This discussion ties mostly into the last book, though I should note her first experience with Mistle is somewhat believable given her state at the time, the scene with Hotspurn less so, and the scenes with the Elven High King downright reprehensible (though oddly her scene with Eredin is perfectly fine, excellent even). Essentially she's stuck in the second Elf World and her only described way out by Avallac'h of Witcher 3 fame is to get pregnant and have a kid, conveniently time is warped so she could still make it back. After about two words of protest she's down for it and has sex with the Elf King three times, he eventually commits suicide due to his inability to inseminate her; what a tragedy (Eredin's involvement is ambiguous in the books, only intentional murder in the games).

If you've only played the games you may wonder why this isn't discussed at all, not even a little bit. That's because it's terrible on so many levels and utterly preposterous for a character that is effectively the ultimate badass and also a God of Space and Time. But because she's a woman she must willingly submit or something, Ciri is not Aloy levels of intelligent but she's smart enough to realize she can obliterate anyone whenever she feels like it aside from Bonhart, a male writer should theoretically understand the character he fucking invented and not subject her to such primitive chauvinism.

The other main element the narrative books bring is the gradual assembly of a Dirty Dozen type group for Geralt to hang out with, including Dandelion, Zoltan, and Regis from the games and Cahir (fantastic character), Milva, and Angouleme; they're all great and all reminiscent of any number of scenes from the games when those characters are around. The Dwarves in the books are interchangeably the same character just with 7 different names so I suppose it's simpler to just think of all of them as Zoltan, but Zoltan is also the brief participant in the Dirty Dozening.
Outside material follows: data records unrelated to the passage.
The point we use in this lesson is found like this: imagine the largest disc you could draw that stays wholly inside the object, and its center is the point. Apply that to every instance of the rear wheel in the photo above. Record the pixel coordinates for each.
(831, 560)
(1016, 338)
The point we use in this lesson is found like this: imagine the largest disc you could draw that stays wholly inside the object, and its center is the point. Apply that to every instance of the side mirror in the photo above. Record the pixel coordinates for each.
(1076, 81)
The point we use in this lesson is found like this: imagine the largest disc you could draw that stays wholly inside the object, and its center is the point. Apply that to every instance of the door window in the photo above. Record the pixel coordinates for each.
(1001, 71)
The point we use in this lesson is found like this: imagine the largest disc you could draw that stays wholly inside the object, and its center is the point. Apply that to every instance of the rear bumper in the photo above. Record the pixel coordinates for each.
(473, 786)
Here we get to the more typically controversial part of the books, the latter half of Lady of the Lake; all the characters show up to save Ciri (who once again through asinine total submission is in peril) from the comically Arch Arch-Villain Vilgefortz and his henchman the fantastic Bonhart and the inept proponent of democracy Steffan Skellen (who gave Ciri her scar with a Shuriken or a Shuriken flail; doesn't really make any physical sense if you think about how he hits her with it and the shape of the scar). And then everyone died; the end. That's it.
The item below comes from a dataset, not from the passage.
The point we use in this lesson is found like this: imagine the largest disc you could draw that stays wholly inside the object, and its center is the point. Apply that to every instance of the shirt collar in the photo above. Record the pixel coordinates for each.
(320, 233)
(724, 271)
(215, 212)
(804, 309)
I suppose it should go without saying that it is lazy writing to just kill off one major character and then kill off the next one two sentences later, the next a page after that, and so on and so forth; resolving all of your loose ends and confidently saying "I'm tired of writing these books assholes!" Kills the dramatic tension, generally an unsatisfying conclusion to a ~1200 page/3 book build-up. There's nothing wrong with characters dying, hell even all the characters dying (though the killer would have to be Eredin and the Wild Hunt for it to work); but the way its done sort of robs you of any sentimentality by the end; aside from the excellent scenes with Tywin Lannister, err; I meant Charles Dance, no wait Emhyr var Emreis. 
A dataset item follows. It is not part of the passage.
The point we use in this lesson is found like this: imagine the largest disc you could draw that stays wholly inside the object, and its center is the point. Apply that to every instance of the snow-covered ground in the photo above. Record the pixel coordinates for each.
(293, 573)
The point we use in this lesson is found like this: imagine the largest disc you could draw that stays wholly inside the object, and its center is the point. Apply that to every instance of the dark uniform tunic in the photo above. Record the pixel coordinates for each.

Yennefer, Ciri, and Geralt emerge from the ruins of the anti-climactic climax and as is discussed in the Witcher 2 Yen and Geralt are killed in a nonhuman pogrom/riot in Rivia (where I'm fairly certain it did not actually all begin despite what the book says). The pogrom is better than the castle sequence and maybe could've worked, but we're in this universe where Yen and Geralt survive and the games happened. The games are better than the books overall (Last Wish notwithstanding) so I feel Game Canon is superior to Book Canon, debatable though I suppose. I'd be interested to hear the thoughts of early Polish readers since they are by and large the only people who read the books prior to the games existing, but I suspect most native English speakers probably feel about the same as me.

Geralt, Yennefer, and Dandelion are all brilliant characters, the Witcher's universe is fantastic and without the books the games would not exist; thus a top 5 game and a top 20 game all time would not exist and a top 2 character in Gaunter O'Dim would not either. So we are indebted to Mr. Sapkowski, no matter how unsatisfying the book conclusion is.

Extended Aside: The next Witcher game (which will sell 10 million copies and is therefore going to happen no matter what) is almost certainly Ciri as Witcher-girl (a frequent enough occurence in the books but only broached right at the end of Witcher 3; Bonhart's Cat medallion notwithstanding), with occasional guest appearances by all your favorite and not dead characters from the previous games. The best way to do this is make like 5-10 individual areas a la the Witcher 2; probably 2 of those being fanciful teleported worlds and the rest being in Temeria/Redania/Aedirn/Kaedwen/Nilfgaard (probably more Nilfgaard this time); somehow finding a way to justify bringing Cahir back to life would work quite well as a conclusive element. Game Ciri is fairly underdeveloped, similar to book Ciri except no catastrophic flaws to this point; but she will probably just wind up being an Androgynous Geralt and semi-indistinguishable from him in the long run.